14

We've been using information from a site for a while now (something that the site allows if you mention the source and we do) and we've been copying the information by hand. As you could imagine this can become tedious pretty fast so I've been trying to automate the process by fetching the information with a PHP script.

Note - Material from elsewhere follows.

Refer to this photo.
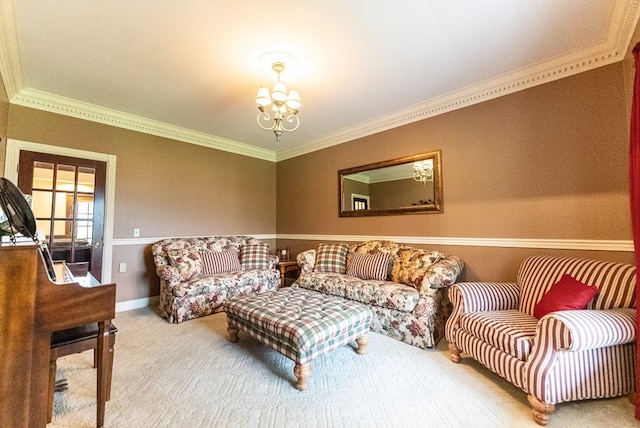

The URL I'm trying to fetch is:

http://mediaforest.ro/weeklycharts/viewchart.aspx?r=WeeklyChartRadioLocal&y=2010&w=46 08-11-10 14-11-10

If I enter it in a browser it works, if I try a file_get_contents() I get Bad Request

I figured that they checked to see if the client is a browser so I rolled a CURL based solution:

$ch = curl_init();

$header=array(
  'User-Agent: Mozilla/5.0 (Windows; U; Windows NT 5.1; en-US; rv:1.9.2.12) Gecko/20101026 Firefox/3.6.12',
  'Accept: text/html,application/xhtml+xml,application/xml;q=0.9,*/*;q=0.8',
  'Accept-Language: en-us,en;q=0.5',
  'Accept-Encoding: gzip,deflate',
  'Accept-Charset: ISO-8859-1,utf-8;q=0.7,*;q=0.7',
  'Keep-Alive: 115',
  'Connection: keep-alive',
);

curl_setopt($ch,CURLOPT_URL,$url);
curl_setopt($ch,CURLOPT_RETURNTRANSFER,true);
curl_setopt($ch,CURLOPT_COOKIEFILE,'cookies.txt');
curl_setopt($ch,CURLOPT_COOKIEJAR,'cookies.txt');
curl_setopt($ch,CURLOPT_HTTPHEADER,$header);
$result=curl_exec($ch);

curl_close($ch);

I've checked and the headers are identical with my browser's headers and I still get Bad Request

So I tried another solution:

http://www.php.net/manual/en/function.curl-setopt.php#78046

Unfortunately this doesn't work either and I'm out of ideas. What am I missing?

netcoder
  • 66,435
  • 19
  • 125
  • 142
pandronic
  • 631
  • 2
  • 9
  • 21
  • 8
    Did you use `urlencode` on the URL before calling `file_get_contents`? – Evan Mulawski Nov 15 '10 at 13:38
  • Damn, that's embarrassing ... how could I miss that? – pandronic Nov 15 '10 at 13:48
  • 1
    Well, it works even with file_get_contents(), so there's no protection whatsoever. Sorry for wasting everybody's time :) – pandronic Nov 15 '10 at 13:56
  • 1
    @pandronic: I would suggest still masking it. They could be watching the logs and mightn't like people scraping the data, so take precautions to prevent them from blocking automated tools. (just my $0.02) – Reese Moore Nov 15 '10 at 14:00
  • Just to add, sometimes for https urls you need turn off verify_peer curl_setopt($ch, CURLOPT_SSL_VERIFYPEER, FALSE ); – fedmich Dec 03 '13 at 04:06

3 Answers3

12

Try escaping your URL, it works for me that way.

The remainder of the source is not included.